A novel by internet star Zoella is more popular among secondary school pupils than any of the literary classics or books by big-selling contemporary authors such as JK Rowling or Jeff Kinney, according to a new study.

Girl Online by vlogger Zoella – whose real name is Zoe Sugg – was the top pick for those in secondary school, as well as a favourite among primary school children, when researchers examined which books pupils enjoyed the most.

The study, by online education company Renaissance Learning, is based on an analysis from software that assesses the books children read and their understanding of them using comprehension quizzes.

It looked at two categories: “most popular”, the books that children say they enjoy reading the most; and “most read” the number of times a title was read in school. The researchers found some differences between the two.

Ms Sugg’s debut novel Girl Online was the most popular book among secondary school children, followed by The Maze Runner by James Dashner.

Mr Kinney’s Diary of a Wimpy Kid: The Long Haul was the most read book in secondary schools, and the most popular and second most read among primary pupils. Six more books from the Wimpy Kid series also made the most-read top 10s.

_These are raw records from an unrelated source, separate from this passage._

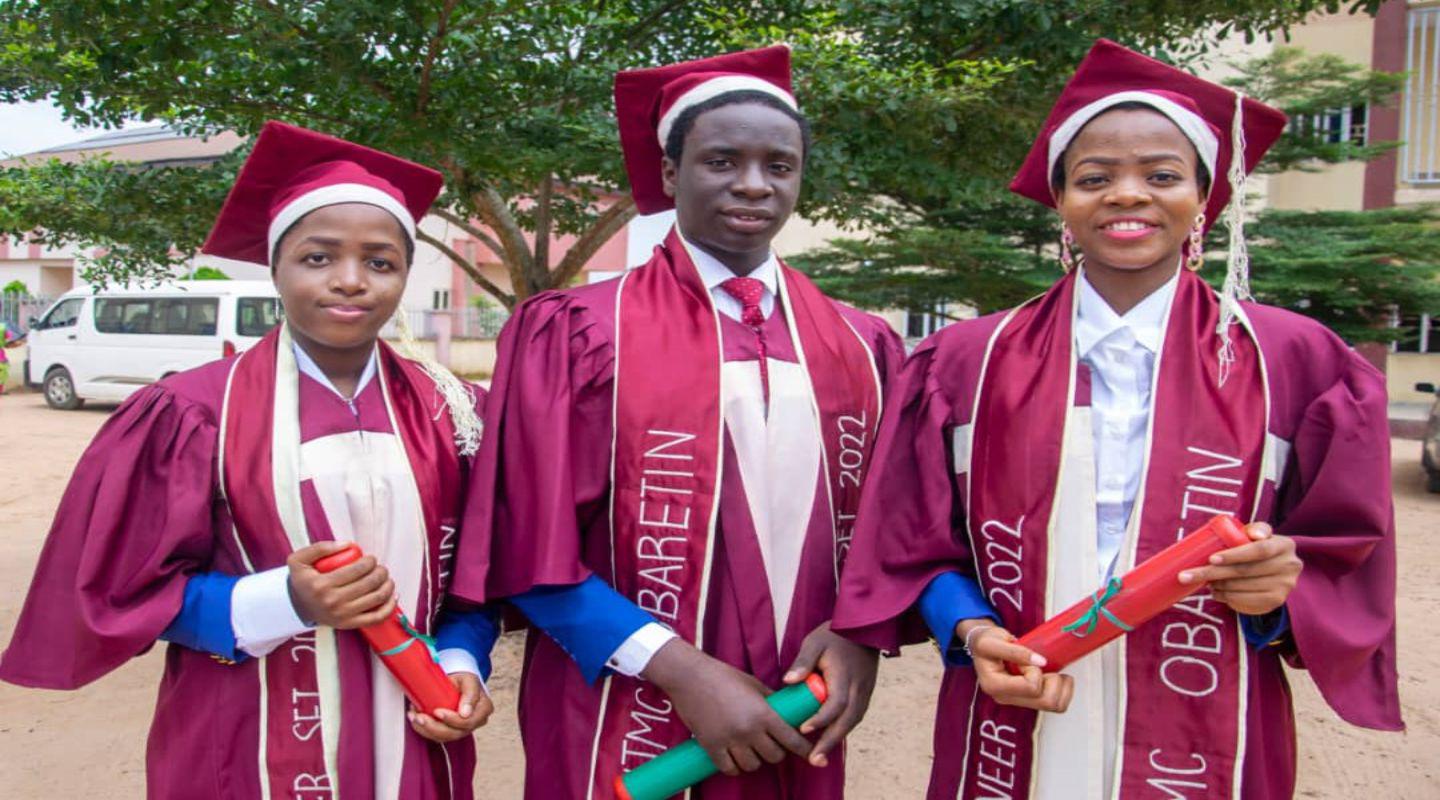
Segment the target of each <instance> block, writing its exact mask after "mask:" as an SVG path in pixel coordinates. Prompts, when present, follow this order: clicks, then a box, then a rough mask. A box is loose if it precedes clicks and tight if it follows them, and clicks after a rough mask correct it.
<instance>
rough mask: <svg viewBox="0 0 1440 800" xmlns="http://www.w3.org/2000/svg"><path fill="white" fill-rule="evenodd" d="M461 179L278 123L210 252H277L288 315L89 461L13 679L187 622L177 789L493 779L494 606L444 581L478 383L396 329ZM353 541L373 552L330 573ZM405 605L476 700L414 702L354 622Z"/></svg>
mask: <svg viewBox="0 0 1440 800" xmlns="http://www.w3.org/2000/svg"><path fill="white" fill-rule="evenodd" d="M439 188H441V176H439V174H438V173H435V171H432V170H429V168H425V167H420V165H418V164H412V163H409V161H403V160H400V158H396V157H392V155H387V154H383V153H379V151H374V150H370V148H366V147H360V145H356V144H351V142H346V141H341V140H336V138H331V137H325V135H320V134H315V132H311V131H307V129H302V128H295V127H291V125H284V124H278V122H271V124H268V125H265V128H264V131H262V132H261V135H259V138H258V140H256V144H255V150H253V151H252V154H251V155H249V160H248V161H246V163H245V165H243V168H242V170H240V174H239V177H238V180H236V184H235V187H233V188H232V191H230V196H229V197H228V200H226V203H225V207H223V209H222V212H220V216H219V219H217V222H216V224H215V229H213V230H212V233H210V237H209V240H207V242H206V245H204V252H207V253H212V255H217V256H225V258H232V259H240V260H249V262H255V263H268V265H269V266H271V275H272V278H274V281H275V285H276V288H278V291H279V295H281V299H282V302H284V312H285V321H284V322H282V324H281V325H279V327H276V328H275V329H274V331H271V332H269V334H268V335H266V337H265V338H264V340H261V342H259V344H256V345H255V347H253V348H251V350H249V351H246V353H243V354H240V355H238V357H232V358H225V360H222V361H215V363H212V364H206V365H203V367H197V368H194V370H187V371H184V373H180V374H176V376H171V377H168V378H166V380H163V381H160V383H157V384H154V386H150V387H145V388H143V390H141V391H138V393H135V394H134V396H132V397H131V399H130V400H127V401H125V403H124V404H122V406H121V407H120V409H118V410H117V412H115V413H114V414H112V416H111V419H109V420H108V422H107V423H105V426H104V427H102V429H101V432H99V433H98V435H96V437H95V440H94V442H92V443H91V446H89V449H88V450H86V452H85V455H84V456H82V458H81V460H79V463H78V465H76V468H75V473H73V476H72V479H71V483H69V488H68V489H66V492H65V495H63V498H62V501H60V506H59V509H58V511H56V515H55V524H53V527H52V529H50V534H49V538H48V541H46V544H45V550H43V553H42V555H40V561H39V565H37V568H36V576H35V581H33V584H32V587H30V594H29V597H27V600H26V604H24V609H23V612H22V614H20V619H19V622H17V623H16V627H14V637H13V639H12V640H10V646H9V649H7V650H6V653H4V656H3V660H0V678H3V679H4V681H10V682H14V683H22V685H27V686H42V688H52V689H73V688H78V686H82V685H86V683H89V682H92V681H95V679H98V678H101V676H102V675H105V673H107V672H109V671H112V669H115V668H118V666H121V665H124V663H125V662H127V660H128V659H131V658H134V656H137V655H140V653H144V652H145V650H148V649H150V647H151V646H154V645H156V642H157V640H161V639H163V640H168V642H170V645H168V647H167V649H166V662H164V665H166V666H164V676H163V678H161V682H160V695H158V698H157V702H156V717H154V722H153V725H151V729H150V742H148V748H147V764H145V767H147V770H145V771H147V784H148V794H150V796H151V797H174V799H193V797H226V799H246V800H249V799H259V797H297V799H307V800H320V799H357V800H359V799H366V800H369V799H395V797H406V799H448V797H469V796H471V781H472V773H474V767H475V753H474V745H472V742H471V735H469V732H471V731H472V729H474V728H477V727H478V725H480V724H482V722H484V721H485V718H487V717H488V715H490V711H491V704H490V701H488V698H487V695H485V694H484V692H482V683H481V673H482V672H488V653H490V645H491V643H492V640H494V626H492V623H491V620H490V617H488V616H487V614H485V613H484V612H480V610H474V612H455V613H446V614H444V616H442V612H441V606H442V603H441V599H442V596H444V591H445V587H446V580H448V574H449V571H451V555H452V554H454V547H455V541H454V534H455V528H456V525H458V518H459V514H461V506H462V498H464V486H465V475H467V472H468V462H469V458H471V456H469V455H471V453H472V452H474V449H475V445H477V439H478V433H480V423H478V419H477V412H475V400H477V396H475V393H474V390H472V388H467V387H464V386H462V384H459V383H458V381H456V380H455V377H454V376H451V374H449V373H445V371H444V370H442V368H439V367H436V365H433V364H428V363H425V364H420V363H415V361H410V360H408V358H403V357H400V355H397V354H396V353H395V351H393V350H392V348H390V345H387V344H386V342H383V341H380V340H379V338H377V337H379V332H380V328H382V325H384V322H386V321H387V319H389V318H390V315H392V314H393V312H395V309H396V306H397V304H399V301H400V295H402V292H403V289H405V282H406V276H408V273H409V268H410V263H412V256H413V247H415V224H416V220H419V219H420V217H422V216H423V214H425V212H426V210H428V209H429V204H431V203H432V201H433V199H435V196H436V194H438V193H439ZM346 541H354V542H359V544H360V547H361V548H363V550H364V553H366V554H367V555H366V557H364V558H363V560H361V561H359V563H356V564H353V565H348V567H343V568H340V570H337V571H334V573H330V574H321V573H318V571H317V570H315V568H314V563H315V561H317V560H318V558H321V557H324V555H327V554H330V553H334V551H337V550H340V548H341V547H343V542H346ZM396 603H399V606H400V607H402V610H403V612H405V613H406V614H408V617H409V620H410V622H412V623H413V626H415V627H416V629H418V632H416V636H420V635H428V633H432V632H436V630H439V633H441V639H442V646H444V647H445V652H446V653H448V663H446V669H448V672H451V673H452V675H451V678H452V681H454V682H455V683H456V686H458V688H459V689H461V692H462V702H461V708H459V709H458V712H439V717H441V718H439V719H435V718H431V717H428V715H422V714H415V712H410V711H408V709H406V701H405V695H403V692H402V689H400V686H399V683H397V682H396V681H395V679H393V678H392V676H390V675H389V672H387V671H386V669H384V668H383V666H382V663H380V662H379V660H377V658H376V656H374V655H373V653H372V650H370V647H369V646H367V645H366V642H364V639H363V637H361V636H360V635H359V633H357V632H356V630H354V629H356V627H361V626H364V624H369V623H373V622H377V620H380V619H384V617H386V616H389V613H390V612H392V609H393V607H395V606H396ZM416 646H422V645H420V643H419V642H416ZM423 646H431V645H429V643H428V642H426V643H425V645H423ZM481 663H484V665H485V666H481Z"/></svg>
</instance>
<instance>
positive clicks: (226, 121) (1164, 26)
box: [0, 0, 1378, 305]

The most read book of all for primary pupils was The Twits by Roald Dahl.

The study found boys continue to prefer non-fiction works, and that at primary level they tend to focus more on one author, whereas girls prefer more variety.

It also noted that during primary school, pupils tend to read favourite books that are above the difficulty level for their age group, but this stops once they go to secondary school.

“At this point favoured books are no longer a year above chronological age, but a year below it, and in ensuing years the difficulty of books plateaus or declines,” the report said.

Report author Professor Keith Topping said: “This year’s findings reveal that, strikingly, children read their favourite books at a much higher level of difficulty and with a greater level of comprehension than those recommended to them.

“Clearly, this suggests a way of responding to the problem of insufficient challenge which is particularly prevalent in the secondary years. Instead of recommending books to children, teachers, librarians and parents should be finding ways to enable children to recommend books to each other.”